In most treatments of chemical reactions the reference state is chemical equilibrium [3] where away from equilibrium the property \(\mathrm{dA}\) equals the affinity \(\mathrm{A}\) on the grounds that at equilibrium, \(\mathrm{A}\) is zero; \(\mathrm{A}=\mathrm{A}-\mathrm{A}^{\mathrm{eq}}=\mathrm{A}-0\). Hence combination of equations (c), (d) and (e) yields the key kinetic-thermodynamic equation.

\[\frac{\mathrm{d} \xi}{\mathrm{dt}}=-\mathrm{A} \,\left(\tau_{\mathrm{T}, \mathrm{p}}\right)^{-1} \,\left(\frac{\partial \mathrm{A}}{\partial \xi}\right)_{\mathrm{T}, \mathrm{p}}^{-1}\]

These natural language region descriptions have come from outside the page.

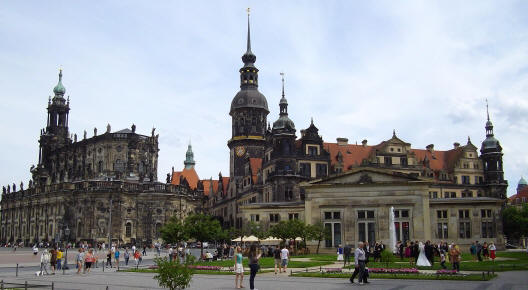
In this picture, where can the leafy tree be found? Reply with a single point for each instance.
(174, 231)
(173, 275)
(203, 228)
(281, 230)
(515, 221)
(318, 232)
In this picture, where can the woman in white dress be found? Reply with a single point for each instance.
(422, 259)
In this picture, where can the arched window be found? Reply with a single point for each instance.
(128, 229)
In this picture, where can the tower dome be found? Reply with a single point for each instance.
(59, 89)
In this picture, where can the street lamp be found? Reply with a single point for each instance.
(67, 238)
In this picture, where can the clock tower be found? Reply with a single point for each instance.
(249, 110)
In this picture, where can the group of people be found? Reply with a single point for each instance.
(485, 250)
(281, 257)
(50, 259)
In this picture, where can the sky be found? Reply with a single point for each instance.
(359, 68)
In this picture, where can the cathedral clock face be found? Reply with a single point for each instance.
(240, 150)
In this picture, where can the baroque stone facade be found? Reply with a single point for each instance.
(456, 194)
(96, 189)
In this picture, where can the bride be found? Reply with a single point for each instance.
(422, 259)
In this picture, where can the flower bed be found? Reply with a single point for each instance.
(333, 270)
(209, 268)
(394, 271)
(446, 272)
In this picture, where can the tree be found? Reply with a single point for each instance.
(515, 221)
(173, 275)
(203, 228)
(318, 232)
(281, 231)
(174, 231)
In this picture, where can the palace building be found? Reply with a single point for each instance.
(453, 195)
(94, 189)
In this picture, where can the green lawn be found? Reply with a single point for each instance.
(519, 262)
(268, 262)
(471, 277)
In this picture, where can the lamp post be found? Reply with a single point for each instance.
(67, 238)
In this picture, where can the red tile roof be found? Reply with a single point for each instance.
(189, 174)
(522, 193)
(353, 155)
(207, 186)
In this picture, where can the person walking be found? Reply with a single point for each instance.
(116, 256)
(479, 251)
(109, 258)
(59, 259)
(454, 257)
(44, 262)
(239, 269)
(347, 251)
(79, 259)
(359, 263)
(254, 266)
(492, 250)
(89, 259)
(285, 256)
(127, 256)
(276, 258)
(53, 260)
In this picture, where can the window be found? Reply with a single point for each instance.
(312, 150)
(441, 214)
(442, 231)
(293, 216)
(332, 224)
(485, 213)
(128, 230)
(274, 217)
(463, 214)
(321, 170)
(487, 230)
(465, 230)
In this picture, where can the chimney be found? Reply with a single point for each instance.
(430, 148)
(342, 141)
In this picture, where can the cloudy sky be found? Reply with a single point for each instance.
(360, 69)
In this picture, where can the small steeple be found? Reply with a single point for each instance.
(283, 104)
(489, 125)
(59, 89)
(189, 157)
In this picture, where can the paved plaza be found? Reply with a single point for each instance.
(267, 281)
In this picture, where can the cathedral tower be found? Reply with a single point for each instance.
(249, 110)
(491, 154)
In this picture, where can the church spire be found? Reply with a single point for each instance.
(189, 157)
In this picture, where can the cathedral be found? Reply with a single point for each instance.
(454, 195)
(92, 189)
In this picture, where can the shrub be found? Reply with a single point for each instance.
(173, 275)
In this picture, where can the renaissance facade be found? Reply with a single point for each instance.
(94, 189)
(454, 195)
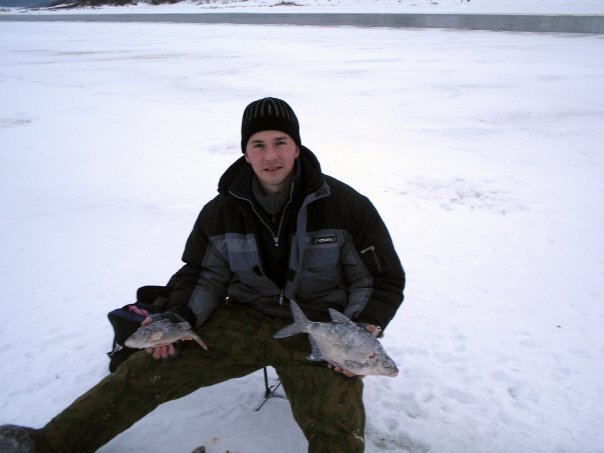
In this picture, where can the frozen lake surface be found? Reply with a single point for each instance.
(482, 151)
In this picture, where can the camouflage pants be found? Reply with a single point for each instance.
(326, 405)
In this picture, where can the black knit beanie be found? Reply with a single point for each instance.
(269, 114)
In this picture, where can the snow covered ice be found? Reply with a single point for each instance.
(482, 151)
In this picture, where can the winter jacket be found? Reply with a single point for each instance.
(341, 255)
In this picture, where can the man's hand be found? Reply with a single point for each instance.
(372, 329)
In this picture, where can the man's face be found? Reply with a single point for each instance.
(272, 155)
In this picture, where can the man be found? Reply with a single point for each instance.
(278, 230)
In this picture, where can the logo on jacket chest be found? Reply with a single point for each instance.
(324, 240)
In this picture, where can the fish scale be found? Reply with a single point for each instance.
(341, 343)
(162, 332)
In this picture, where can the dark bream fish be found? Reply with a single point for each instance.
(341, 343)
(162, 332)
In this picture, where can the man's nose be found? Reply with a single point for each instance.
(271, 152)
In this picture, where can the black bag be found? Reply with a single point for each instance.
(125, 321)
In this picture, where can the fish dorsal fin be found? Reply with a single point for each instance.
(339, 318)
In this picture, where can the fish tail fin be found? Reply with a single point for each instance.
(299, 325)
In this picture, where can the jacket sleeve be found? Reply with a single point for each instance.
(376, 285)
(201, 284)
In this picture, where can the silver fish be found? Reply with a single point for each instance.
(162, 332)
(341, 343)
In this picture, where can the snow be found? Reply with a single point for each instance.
(482, 151)
(573, 7)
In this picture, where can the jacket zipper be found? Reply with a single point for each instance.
(275, 238)
(371, 249)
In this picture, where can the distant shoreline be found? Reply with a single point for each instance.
(492, 22)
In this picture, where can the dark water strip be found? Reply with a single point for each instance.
(494, 22)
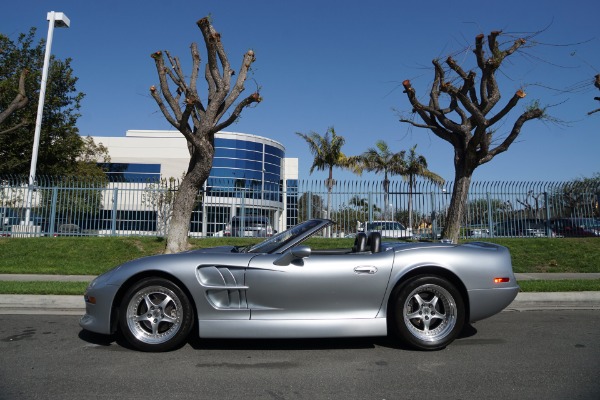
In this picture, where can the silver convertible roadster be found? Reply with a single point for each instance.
(421, 293)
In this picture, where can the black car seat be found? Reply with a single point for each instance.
(374, 242)
(360, 242)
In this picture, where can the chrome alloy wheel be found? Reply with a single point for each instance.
(430, 313)
(154, 314)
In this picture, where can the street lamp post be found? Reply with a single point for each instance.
(59, 20)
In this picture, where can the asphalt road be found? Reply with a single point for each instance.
(513, 355)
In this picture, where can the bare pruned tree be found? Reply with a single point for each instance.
(459, 111)
(20, 101)
(198, 121)
(597, 84)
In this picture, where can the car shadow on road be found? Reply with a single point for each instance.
(271, 344)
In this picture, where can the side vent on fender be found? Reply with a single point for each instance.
(224, 286)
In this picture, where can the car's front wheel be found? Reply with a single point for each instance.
(429, 312)
(155, 315)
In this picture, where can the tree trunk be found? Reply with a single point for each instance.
(185, 200)
(460, 191)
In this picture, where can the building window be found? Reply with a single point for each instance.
(129, 172)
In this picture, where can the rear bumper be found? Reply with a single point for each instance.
(487, 302)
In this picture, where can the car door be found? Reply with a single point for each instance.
(319, 286)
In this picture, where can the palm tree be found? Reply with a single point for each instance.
(382, 159)
(327, 151)
(416, 165)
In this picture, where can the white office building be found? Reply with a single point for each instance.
(250, 175)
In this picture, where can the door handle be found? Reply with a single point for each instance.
(365, 270)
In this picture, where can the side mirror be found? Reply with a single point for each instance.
(293, 254)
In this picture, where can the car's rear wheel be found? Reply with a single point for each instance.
(155, 315)
(429, 312)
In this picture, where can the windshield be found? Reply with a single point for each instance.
(281, 239)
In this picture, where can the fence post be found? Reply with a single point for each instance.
(53, 210)
(433, 217)
(370, 197)
(490, 216)
(547, 207)
(115, 209)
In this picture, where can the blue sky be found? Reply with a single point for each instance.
(341, 63)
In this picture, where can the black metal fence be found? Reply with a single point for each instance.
(79, 206)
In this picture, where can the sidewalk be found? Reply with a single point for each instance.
(74, 305)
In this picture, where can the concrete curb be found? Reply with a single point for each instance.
(35, 304)
(527, 301)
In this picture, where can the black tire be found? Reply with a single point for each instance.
(428, 312)
(156, 315)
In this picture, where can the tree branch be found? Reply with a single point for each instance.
(18, 102)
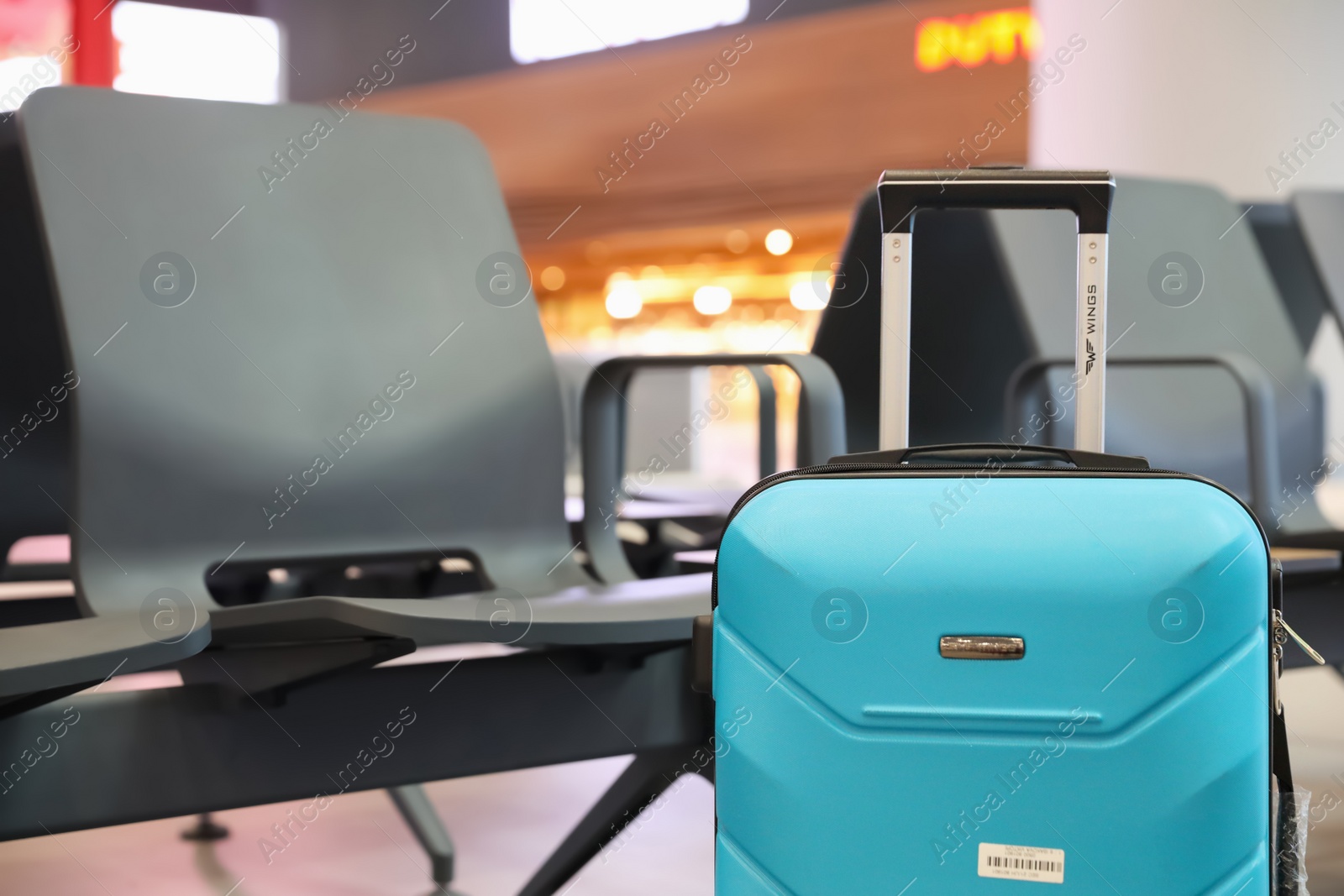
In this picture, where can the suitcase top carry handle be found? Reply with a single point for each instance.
(981, 454)
(1088, 194)
(1084, 192)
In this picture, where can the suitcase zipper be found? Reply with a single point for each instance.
(1281, 633)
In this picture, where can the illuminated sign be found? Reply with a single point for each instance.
(969, 40)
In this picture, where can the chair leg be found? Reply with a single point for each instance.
(206, 829)
(423, 819)
(642, 782)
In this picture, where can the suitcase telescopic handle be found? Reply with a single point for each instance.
(1088, 194)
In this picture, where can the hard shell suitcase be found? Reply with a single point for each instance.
(995, 669)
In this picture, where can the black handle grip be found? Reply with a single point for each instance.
(1088, 194)
(983, 454)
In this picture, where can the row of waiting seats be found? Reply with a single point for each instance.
(318, 453)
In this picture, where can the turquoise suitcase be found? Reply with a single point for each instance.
(995, 669)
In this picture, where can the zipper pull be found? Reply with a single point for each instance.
(1281, 625)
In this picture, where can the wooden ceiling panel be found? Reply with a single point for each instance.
(806, 118)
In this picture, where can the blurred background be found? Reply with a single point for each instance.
(682, 177)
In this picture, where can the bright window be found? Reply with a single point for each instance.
(172, 51)
(553, 29)
(20, 76)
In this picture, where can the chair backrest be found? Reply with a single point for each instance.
(300, 332)
(34, 376)
(967, 333)
(1278, 233)
(1320, 215)
(1218, 302)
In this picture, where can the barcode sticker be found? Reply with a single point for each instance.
(1021, 862)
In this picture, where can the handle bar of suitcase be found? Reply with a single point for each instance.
(1088, 194)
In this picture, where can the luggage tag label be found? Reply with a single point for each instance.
(1039, 864)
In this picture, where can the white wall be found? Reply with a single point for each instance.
(1211, 90)
(1196, 89)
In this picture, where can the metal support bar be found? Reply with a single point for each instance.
(423, 819)
(181, 752)
(648, 775)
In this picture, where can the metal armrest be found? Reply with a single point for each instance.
(1257, 392)
(820, 436)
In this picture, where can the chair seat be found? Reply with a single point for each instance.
(640, 611)
(76, 652)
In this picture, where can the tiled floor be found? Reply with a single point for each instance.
(504, 826)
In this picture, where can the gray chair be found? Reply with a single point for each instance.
(309, 359)
(1209, 378)
(1218, 385)
(58, 651)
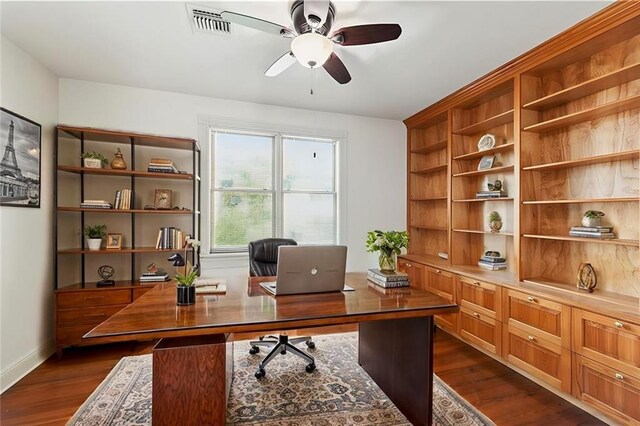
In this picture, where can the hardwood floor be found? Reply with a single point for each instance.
(52, 393)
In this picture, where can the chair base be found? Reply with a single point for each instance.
(282, 345)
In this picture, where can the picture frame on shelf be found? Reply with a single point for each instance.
(21, 140)
(486, 162)
(114, 241)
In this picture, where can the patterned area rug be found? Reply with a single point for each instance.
(338, 392)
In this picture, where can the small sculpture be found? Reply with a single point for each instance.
(118, 163)
(106, 272)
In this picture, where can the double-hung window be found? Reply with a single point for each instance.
(272, 185)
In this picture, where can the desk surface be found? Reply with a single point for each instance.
(250, 309)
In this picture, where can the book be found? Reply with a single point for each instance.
(600, 235)
(387, 276)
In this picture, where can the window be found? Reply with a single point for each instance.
(267, 185)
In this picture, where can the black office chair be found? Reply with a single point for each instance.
(263, 262)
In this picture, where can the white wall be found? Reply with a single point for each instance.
(26, 237)
(376, 183)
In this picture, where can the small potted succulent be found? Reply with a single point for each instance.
(93, 160)
(592, 218)
(495, 221)
(186, 290)
(94, 235)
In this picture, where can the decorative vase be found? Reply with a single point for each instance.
(118, 163)
(93, 163)
(185, 295)
(387, 261)
(94, 243)
(591, 221)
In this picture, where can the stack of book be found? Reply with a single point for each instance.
(388, 279)
(123, 199)
(95, 204)
(600, 232)
(490, 194)
(170, 238)
(492, 263)
(157, 276)
(161, 165)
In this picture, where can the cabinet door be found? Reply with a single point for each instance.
(608, 390)
(440, 282)
(480, 296)
(480, 329)
(414, 270)
(608, 340)
(538, 316)
(543, 359)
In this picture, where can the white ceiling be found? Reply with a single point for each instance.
(443, 46)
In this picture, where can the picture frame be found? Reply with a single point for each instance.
(114, 241)
(486, 142)
(162, 199)
(486, 162)
(20, 169)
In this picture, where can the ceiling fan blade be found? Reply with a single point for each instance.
(336, 69)
(283, 62)
(316, 11)
(257, 23)
(366, 34)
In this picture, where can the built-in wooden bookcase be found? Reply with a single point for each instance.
(580, 150)
(428, 187)
(491, 112)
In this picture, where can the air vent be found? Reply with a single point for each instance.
(207, 20)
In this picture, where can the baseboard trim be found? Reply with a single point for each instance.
(21, 368)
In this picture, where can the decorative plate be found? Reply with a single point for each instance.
(486, 142)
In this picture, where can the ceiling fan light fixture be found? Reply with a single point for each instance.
(312, 49)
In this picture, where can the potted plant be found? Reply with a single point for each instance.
(186, 290)
(93, 160)
(592, 218)
(389, 244)
(495, 221)
(94, 235)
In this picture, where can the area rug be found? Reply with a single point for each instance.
(338, 392)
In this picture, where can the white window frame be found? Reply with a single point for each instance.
(208, 124)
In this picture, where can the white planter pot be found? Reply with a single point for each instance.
(94, 243)
(92, 163)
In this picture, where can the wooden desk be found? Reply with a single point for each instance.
(395, 345)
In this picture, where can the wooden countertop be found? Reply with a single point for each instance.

Equation (6) relates the rate of change of composition to the affinity for chemical reaction and relaxation time \(\tau_{\mathrm{T}, \mathrm{p}}\). Equation (f) is therefore the key equation describing spontaneous chemical reaction in a closed system. In this context we stress the importance of equation (f).

Law of Mass Action

Equation (f) is an interesting and important description of the kinetics of chemical reaction. In fact the link between the rate of chemical reaction (\(\mathrm{d} \xi / \mathrm{dt}\)) and the affinity for spontaneous change \(\mathrm{A}\) is intuitively attractive. However while one may monitor the dependence of composition on time, \(\mathrm{d} \xi / \mathrm{dt}\), it is not immediately obvious how one might estimate the affinity \(\mathrm{A}\) and the property \(\left(\frac{\partial \mathrm{A}}{\partial \xi}\right)_{\mathrm{T}, \mathrm{p}}\) at time \(\mathrm{t}\). The Law of Mass Action offers a way forward although this law does not emerge from either the First or Second Laws of Thermodynamics. As Hammett [4] notes the Law of Mass Action was ‘first derived from limited observations’ and became ‘established through accumulation of observations with the principle and in the absence of contradictory evidence’. After the ‘Dark Ages’, came the renaissance and ‘Bartlett and Ingold and Peterson… accepting without question or comment the validity of the law of mass action’ [4].

The link back to thermodynamics was constructed using Transition State Theory developed by Eyring and described by Glasstone, Laidler and Eyring [5]. Therefore the phenomenological Law of Mass Action was brought into the fold of thermodynamics by offering a language which allowed activation parameters to be understood in terms of, for example, standard enthalpies and standard isobaric heat capacities of activation.

Footnotes

[1] I. Prigogine and R. Defay, Chemical Thermodynamics, (transl. D. H. Everett) Longmans Green, London, 1954.

[2] See for example, M. J. Blandamer, Introduction to Chemical Ultrasonics, Academic Press, London, 1973.

[3] E. F. Caldin, Fast Reactions in Solution, Blackwell, Oxford, 1964.

[4] L. P. Hammett, Physical Organic Chemistry, McGraw-Hill, New York, McGraw-Hill, New York, 2nd. edition, 1970, p.94.

[5] S. Glasstone, K. J. Laidler and H. Eyring, The Theory of Rate Processes, McGraw-Hill, New York,1941.